Stuttgart
Wenn ich das hier lese, dann geht der VfB runter. Wenn Mislintat Leistung und Einstellung lobt und Tomas von den großen Ambitionen spricht, dann würde ich als VfB-Fan richtig Angst bekommen. Das verwirrendste für mich ist, dass der VfB jetzt eigentlich eine zeitlang den Eindruck gemacht hat, dass man die Selbstüberschätzung aufgegeben hatte. Das klingt jetzt überhaupt nicht mehr danach. Vielleicht braucht man dort wirklich Streit im Vorstand, um nicht abzuheben?
Süle
Ich war ein ganz klein bisschen überrascht von eurer negativen Süle-Einschätzung. Aktuell ist er wahrscheinlich der zweitbeste deutsche Innenverteidiger. Das sagt natürlich nur bedingt etwas aus, aber wenn ich einmal international schaue, dann habe ich nur bedingt den Eindruck, dass es tatsächlich so viele bessere gibt.

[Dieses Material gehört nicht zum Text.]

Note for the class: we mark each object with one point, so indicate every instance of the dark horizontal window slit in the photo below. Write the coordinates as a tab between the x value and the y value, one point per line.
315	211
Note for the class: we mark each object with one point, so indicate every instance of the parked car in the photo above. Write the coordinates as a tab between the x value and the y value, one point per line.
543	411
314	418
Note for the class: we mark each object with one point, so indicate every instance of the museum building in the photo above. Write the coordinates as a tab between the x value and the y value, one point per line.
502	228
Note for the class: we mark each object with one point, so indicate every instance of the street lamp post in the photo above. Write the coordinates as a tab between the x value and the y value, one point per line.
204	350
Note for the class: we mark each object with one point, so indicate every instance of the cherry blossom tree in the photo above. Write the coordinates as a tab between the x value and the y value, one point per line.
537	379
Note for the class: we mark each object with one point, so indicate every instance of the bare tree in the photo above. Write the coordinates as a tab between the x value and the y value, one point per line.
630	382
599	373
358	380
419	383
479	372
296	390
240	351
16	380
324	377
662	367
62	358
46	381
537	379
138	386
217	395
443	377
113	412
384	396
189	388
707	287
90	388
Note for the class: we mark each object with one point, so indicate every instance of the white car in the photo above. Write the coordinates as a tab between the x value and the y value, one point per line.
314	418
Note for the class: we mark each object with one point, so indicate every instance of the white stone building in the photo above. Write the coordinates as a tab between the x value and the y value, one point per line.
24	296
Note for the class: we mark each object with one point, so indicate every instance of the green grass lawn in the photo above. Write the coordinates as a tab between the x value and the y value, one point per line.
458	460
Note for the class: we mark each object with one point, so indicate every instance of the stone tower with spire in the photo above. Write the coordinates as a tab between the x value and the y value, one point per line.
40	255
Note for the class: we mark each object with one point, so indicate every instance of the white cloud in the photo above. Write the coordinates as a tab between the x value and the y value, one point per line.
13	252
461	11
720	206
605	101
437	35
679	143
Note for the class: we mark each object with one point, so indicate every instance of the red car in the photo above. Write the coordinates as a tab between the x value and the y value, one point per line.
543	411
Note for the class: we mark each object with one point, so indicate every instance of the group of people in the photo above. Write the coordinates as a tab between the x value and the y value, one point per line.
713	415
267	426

Vielleicht auch deshalb, weil ich versuche Süle vor dem Bayern-Hintergrund zu sehen: Ihr habt sehr gut herausgearbeitet, dass Upamecano extrem schwankt und auch Hernandez fehleranfällig ist (wie gegen Bochum gezeigt). Pavard ist gut, aber sicher nicht top und Davies ersprintet viele Bälle, aber die, die er nicht mehr kriegt, erhöhen den Druck auf den Rest meist gewaltig. Dazu kommt: Kann Süle überhaupt der Abwehrchef bei Bayern sein? Damit meine ich nicht, ob er die Fähigkeiten hat, sondern, ob die anderen das zulassen? Upamecano ist gefühlt jedes zweite Spiel sehr mit sich selbst beschäftigt und Hernandez hat für die Bayern-Bosse den höheren Stellenwert (angesichts des Gehaltsgefüges). Gleichzeitig scheinen die Verantwortlichen wohl nie so ganz hinter Süle gestanden zu haben. Lässt sich ein Hernandez (aber auch die anderen) dann überhaupt etwas von Süle sagen?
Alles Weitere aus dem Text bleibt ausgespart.